I've decided I'm not finished talking about Semester at Sea. I guess the point of going is that I'll never be. I keep thinking about it; what I've seen, what I've done, the people I've met, the culture differences. I really thought I would live differently when I came home. But, really, I haven't changed. The only difference is when I think about those people living in Brazil, Namibia, South Africa, India, Viet Nam, China, I feel guilty and cry.
My life is the same except for guilt.
Why was I given this privilege? Why was I born in America instead of Africa? What did (or will) I do to deserve this life that Daniel from Namibia didn't (or won't)? He wants to be a doctor; he wants to cure AIDs. But I wonder if he can afford to ever go to college.
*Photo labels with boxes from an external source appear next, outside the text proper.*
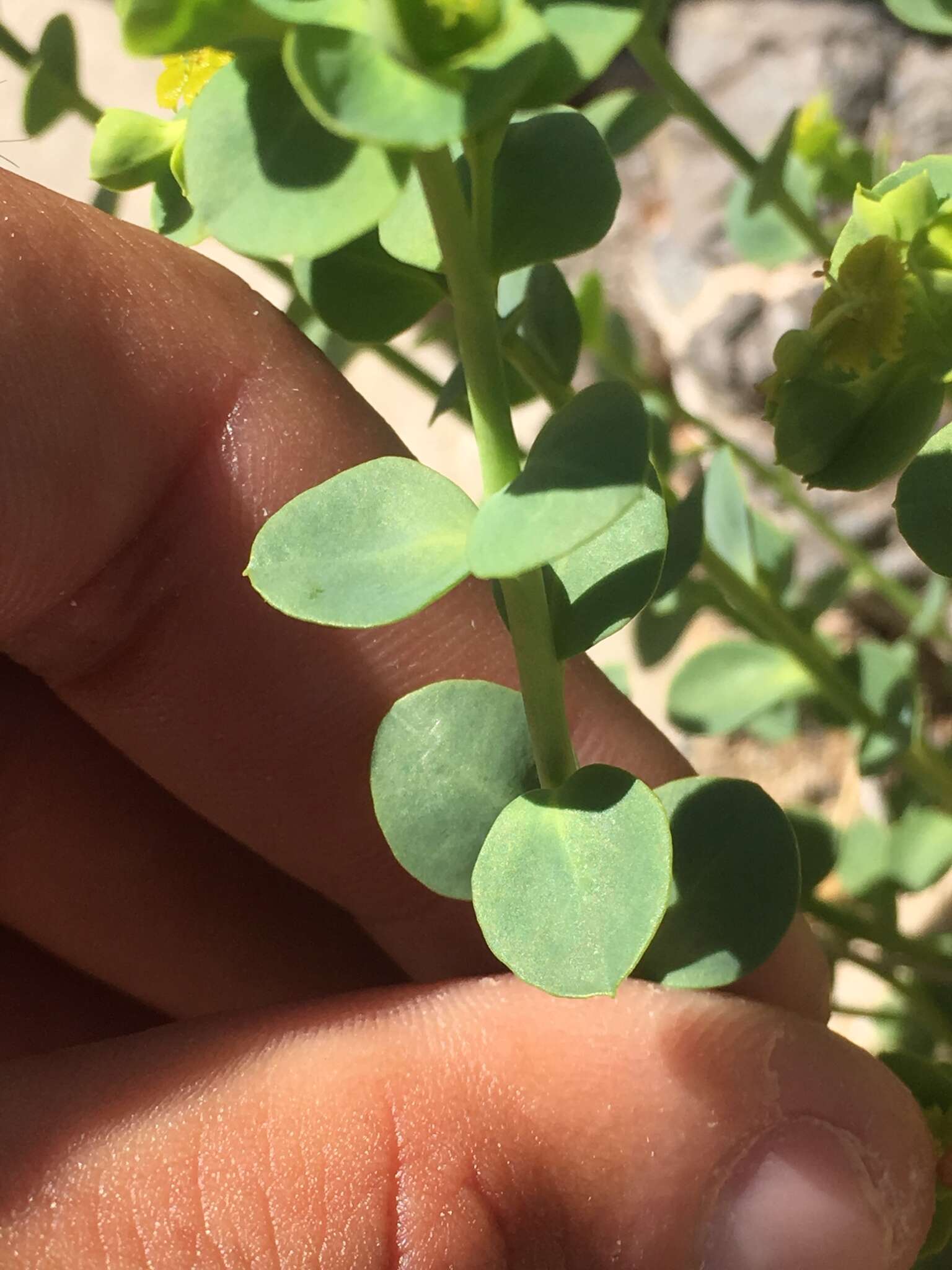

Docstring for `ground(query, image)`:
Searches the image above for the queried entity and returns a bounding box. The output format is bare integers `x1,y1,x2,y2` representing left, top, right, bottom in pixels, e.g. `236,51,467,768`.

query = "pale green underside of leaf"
246,458,476,628
371,680,538,899
472,765,670,997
He lives in a house the size of my living room with his three siblings (was four, but one died) and parents. They don't have an indoor bathroom. But he wants to save lives, to save his country. I want to teach people how to dress.
What gives me the right to complain that I don't have an iPhone? To complain that I don't have anything besides a roof over my head, clothing on my back and food on a daily basis? I have all those things, and I should know better that they are all I need for happiness. Should I give everything away and sabotage my future? I mean, I'll need the fancy clothes to keep a reputation as a good image consultant.
That is my passion. Gary Vaynerchuck, among others, says to follow your passion. But does it count if your passion is so superficial?